Higher-order Sugawara operators for affine Lie algebras

Abstract:

Let $\hat {\mathfrak {g}}$ be the affine Lie algebra associated to a simple Lie algebra $\mathfrak {g}$. Representations of $\hat {\mathfrak {g}}$ are described by current fields $X(\zeta )$ on the circle ${\mathbf {T}}\;(X \in \mathfrak {g}$ and $\zeta \in {\mathbf {T}})$. In this paper a linear map $\sigma$ from the symmetric algebra $S(\mathfrak {g})$ to (formal) operator fields on a suitable category of $\hat {\mathfrak {g}}$ modules is constructed. The operator fields corresponding to $\mathfrak {g}$-invariant elements of $S(\mathfrak {g})$ are called Sugawara fields. It is proved that they satisfy commutation relations of the form $(\ast )$ \[ [\sigma (u)(\zeta ),X(\eta )] = {c_\infty }D\delta (\zeta /\eta )\sigma ({\nabla _X}u)(\zeta ) + {\text {higher-order}}\;{\text {terms}}\] with the current fields, where ${c_\infty }$ is a renormalization of the central element in $\hat {\mathfrak {g}}$ and $D\delta$ is the derivative of the Dirac delta function.
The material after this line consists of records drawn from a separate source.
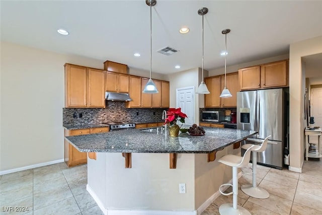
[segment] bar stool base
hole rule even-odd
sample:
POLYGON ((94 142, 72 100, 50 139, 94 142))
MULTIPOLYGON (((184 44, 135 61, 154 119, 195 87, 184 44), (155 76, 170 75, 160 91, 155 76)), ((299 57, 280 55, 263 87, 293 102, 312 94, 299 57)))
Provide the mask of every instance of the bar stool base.
POLYGON ((251 215, 252 214, 246 209, 239 205, 237 205, 237 209, 232 207, 232 204, 227 203, 222 204, 219 206, 219 213, 221 215, 251 215))
POLYGON ((257 198, 267 198, 270 194, 266 190, 261 187, 254 187, 252 184, 242 185, 240 189, 247 195, 257 198))

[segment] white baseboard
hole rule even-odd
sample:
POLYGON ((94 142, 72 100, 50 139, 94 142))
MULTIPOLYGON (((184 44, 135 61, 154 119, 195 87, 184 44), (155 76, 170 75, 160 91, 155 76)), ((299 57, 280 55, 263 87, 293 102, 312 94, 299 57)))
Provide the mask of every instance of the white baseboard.
POLYGON ((86 186, 86 190, 105 215, 197 215, 196 210, 109 210, 104 207, 102 201, 88 184, 86 186))
MULTIPOLYGON (((303 164, 302 164, 302 166, 303 166, 303 164)), ((290 171, 298 172, 300 173, 302 173, 302 168, 298 168, 297 167, 293 167, 290 166, 288 166, 288 170, 290 171)))
MULTIPOLYGON (((240 172, 238 174, 238 178, 239 178, 243 175, 243 173, 242 172, 240 172)), ((232 184, 232 179, 230 179, 229 181, 228 181, 227 184, 232 184)), ((226 190, 229 187, 228 185, 223 186, 221 190, 224 191, 226 190)), ((203 203, 200 205, 199 207, 197 209, 197 214, 198 215, 201 214, 204 210, 207 208, 208 206, 212 203, 213 201, 215 200, 217 198, 218 198, 221 193, 219 192, 219 190, 217 191, 215 193, 214 193, 211 196, 210 196, 208 199, 206 200, 203 203)))
POLYGON ((12 173, 16 172, 19 172, 23 170, 29 170, 30 169, 36 168, 37 167, 43 167, 50 165, 51 164, 58 164, 65 161, 64 159, 56 160, 55 161, 48 161, 48 162, 41 163, 40 164, 34 164, 33 165, 26 166, 25 167, 19 167, 18 168, 12 169, 11 170, 4 170, 0 171, 0 175, 6 175, 6 174, 12 173))

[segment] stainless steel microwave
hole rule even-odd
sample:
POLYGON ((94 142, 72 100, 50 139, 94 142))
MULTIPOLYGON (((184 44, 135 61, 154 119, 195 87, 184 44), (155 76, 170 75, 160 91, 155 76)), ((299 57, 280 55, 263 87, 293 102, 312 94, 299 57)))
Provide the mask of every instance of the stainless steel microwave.
POLYGON ((222 111, 205 110, 201 113, 202 121, 220 122, 225 120, 225 112, 222 111))

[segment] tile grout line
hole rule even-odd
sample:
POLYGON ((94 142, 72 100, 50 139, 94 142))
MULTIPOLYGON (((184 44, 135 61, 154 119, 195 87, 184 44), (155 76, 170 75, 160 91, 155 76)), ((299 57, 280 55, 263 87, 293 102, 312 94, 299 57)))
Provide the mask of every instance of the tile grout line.
POLYGON ((78 207, 78 209, 79 209, 79 211, 80 211, 80 213, 82 214, 83 214, 83 212, 82 211, 82 209, 80 209, 80 207, 79 207, 79 205, 78 204, 78 202, 77 202, 77 200, 76 200, 76 198, 75 198, 75 195, 74 195, 74 193, 71 191, 71 189, 70 188, 70 186, 69 186, 69 183, 68 183, 68 181, 67 180, 67 178, 66 178, 66 176, 65 176, 65 174, 64 174, 64 172, 62 171, 62 170, 61 169, 61 168, 60 167, 60 166, 59 166, 59 168, 60 169, 60 171, 61 171, 61 173, 62 173, 62 175, 64 176, 64 178, 65 178, 65 180, 66 180, 66 182, 67 183, 67 185, 68 185, 68 188, 69 188, 69 190, 70 190, 70 192, 71 193, 71 194, 72 195, 72 197, 73 197, 73 198, 74 198, 74 200, 75 200, 75 202, 76 202, 76 204, 77 204, 77 206, 78 207))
The higher-order terms in $(\ast )$ are studied using results from invariant theory and finite-dimensional representation theory of $\mathfrak {g}$. For suitably normalized invariants $u$ of degree $4$ or less, these terms are shown to be zero. This vanishing is also proved for $\mathfrak {g} = {\text {sl}}(n,{\mathbf {C}})$ and $u$ running over a particular choice of generators for the symmetric invariants. The Sugawara fields defined by such invariants commute with the current fields whenever ${c_\infty }$ is represented by zero. This property is used to obtain the commuting ring, composition series, and character formulas for a class of highest-weight modules for $\hat {\mathfrak {g}}$.